Paul Nash, The Rye Marshes (1932) as a Shell Poster
Source: Wikimedia Commons
A pretty miserable rainy day so we went this afternoon down to the London Museum and on our way popped into the Whitechapel Gallery to have a look at 'East Coast: Damn Braces: Bless Relaxes'. This is a small assemblage of artworks relating to landscape and the politics of place on the East Coast of England, ranging from the watercolours and sketches of the Norwich School to the activities of artists associated with the Humberside College of Art in Hull during the 1990s. I was pleased but a bit surprised to see Paul Nash's The Rye Marshes, until I reflected that Rye is at the point where the South Coast starts to bend into the East Coast (and the painting itself is normally in Hull, at the Ferens Art Gallery). I was reminded a bit of Patrick Keiller recent exhibition at Tate Britain: works have been selected not for their own sake but to illustrate or hint at historical and contemporary questions of land use and ownership. A small pencil drawing by Cotman, for example, has been chosen because it shows Kett's Castle (Robert Kett led a rebellion against enclosure in 1549 and was captured, held in the Tower and then hanged from the walls of Norwich Castle). Cotman also painted a view of Mousehold Heath, in which a small area of the common land can be seen enclosed and ploughed up.

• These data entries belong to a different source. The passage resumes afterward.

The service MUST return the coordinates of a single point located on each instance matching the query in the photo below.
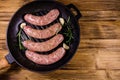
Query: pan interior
(40, 8)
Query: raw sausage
(42, 34)
(45, 59)
(42, 20)
(44, 46)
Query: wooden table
(98, 55)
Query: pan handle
(6, 61)
(78, 15)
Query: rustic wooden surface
(98, 55)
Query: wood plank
(94, 5)
(99, 43)
(57, 75)
(100, 15)
(83, 59)
(108, 58)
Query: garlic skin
(65, 46)
(62, 21)
(22, 25)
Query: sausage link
(45, 59)
(42, 34)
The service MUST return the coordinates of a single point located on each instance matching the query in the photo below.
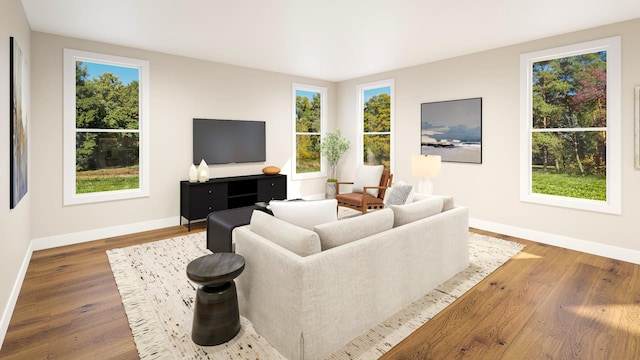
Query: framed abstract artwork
(18, 129)
(452, 129)
(636, 101)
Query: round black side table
(216, 318)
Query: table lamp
(425, 167)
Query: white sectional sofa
(311, 292)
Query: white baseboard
(589, 247)
(90, 235)
(69, 239)
(13, 297)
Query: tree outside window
(571, 127)
(309, 118)
(376, 123)
(105, 122)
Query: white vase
(203, 171)
(193, 174)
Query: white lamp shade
(426, 165)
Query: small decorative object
(203, 171)
(330, 190)
(193, 174)
(332, 147)
(426, 167)
(271, 170)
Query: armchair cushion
(293, 238)
(367, 175)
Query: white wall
(15, 233)
(491, 190)
(181, 89)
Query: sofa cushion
(400, 193)
(367, 175)
(404, 214)
(306, 214)
(347, 230)
(293, 238)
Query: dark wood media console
(197, 200)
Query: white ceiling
(325, 39)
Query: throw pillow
(367, 175)
(305, 213)
(399, 194)
(347, 230)
(404, 214)
(293, 238)
(447, 200)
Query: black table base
(216, 318)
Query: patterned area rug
(158, 299)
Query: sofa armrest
(270, 290)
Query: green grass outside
(111, 179)
(575, 186)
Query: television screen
(228, 141)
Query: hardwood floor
(545, 303)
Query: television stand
(197, 200)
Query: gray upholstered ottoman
(220, 225)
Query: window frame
(612, 205)
(360, 138)
(323, 125)
(70, 197)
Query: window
(376, 123)
(570, 126)
(106, 126)
(309, 118)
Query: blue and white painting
(18, 129)
(453, 130)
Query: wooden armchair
(365, 201)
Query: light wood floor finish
(545, 303)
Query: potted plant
(332, 147)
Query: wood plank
(546, 302)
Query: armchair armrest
(344, 183)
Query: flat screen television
(228, 141)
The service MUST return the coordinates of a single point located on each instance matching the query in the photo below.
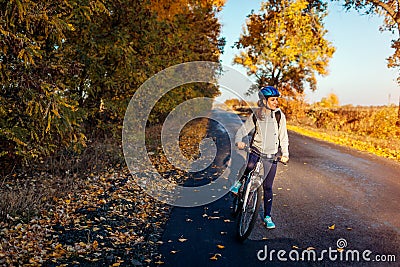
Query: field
(371, 129)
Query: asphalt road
(324, 186)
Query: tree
(330, 101)
(285, 46)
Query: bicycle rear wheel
(248, 216)
(236, 205)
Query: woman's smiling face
(272, 102)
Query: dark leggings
(268, 180)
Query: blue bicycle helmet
(268, 91)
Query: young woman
(267, 139)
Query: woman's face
(272, 102)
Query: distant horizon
(358, 72)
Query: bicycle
(246, 203)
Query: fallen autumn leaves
(110, 220)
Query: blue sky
(358, 73)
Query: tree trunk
(398, 116)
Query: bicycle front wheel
(248, 214)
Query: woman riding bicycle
(268, 137)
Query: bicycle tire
(251, 214)
(236, 206)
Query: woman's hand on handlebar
(241, 145)
(284, 159)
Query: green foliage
(390, 12)
(285, 46)
(379, 122)
(36, 116)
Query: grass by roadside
(381, 147)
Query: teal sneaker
(235, 188)
(269, 223)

The pleasure in curating an exhibition like this must come in making links across time and different media (as I often try to do here). So, opposite the Cotman are two paintings by Peter De Wint showing the Lincolnshire Wolds at the time of the early nineteenth century enclosures. Printed next to them on the wall is a poem by that great champion of the commons, John Clare, praising De Wint for his unassuming subject matter: 'No rocks, nor mountains, as the rich sublime, / Hath made thee famous; but the sunny truth / Of Nature, that doth mark thee for all time, / Found on our level pastures: spots, forsooth, /Where common skill sees nothing deemed divine.' In a case in front of the De Wints is the notebook of another poet, Alfred Tennyson, opened to the lines of 'In Memoriam' in which he writes of finding 'no place that does not breathe / Some gracious memory of my friend ... No gray old grange, or lonely fold, / Or low morass and whispering reed, / Or simple stile from mead to mead, / Or sheepwalk up the windy wold.' The landscape here again is Lincolnshire, where Tennyson grew up and later spent time with Arthur Hallam, and where, in 1833, he received the letter telling him that his friend had died suddenly of a stroke at the age of 22.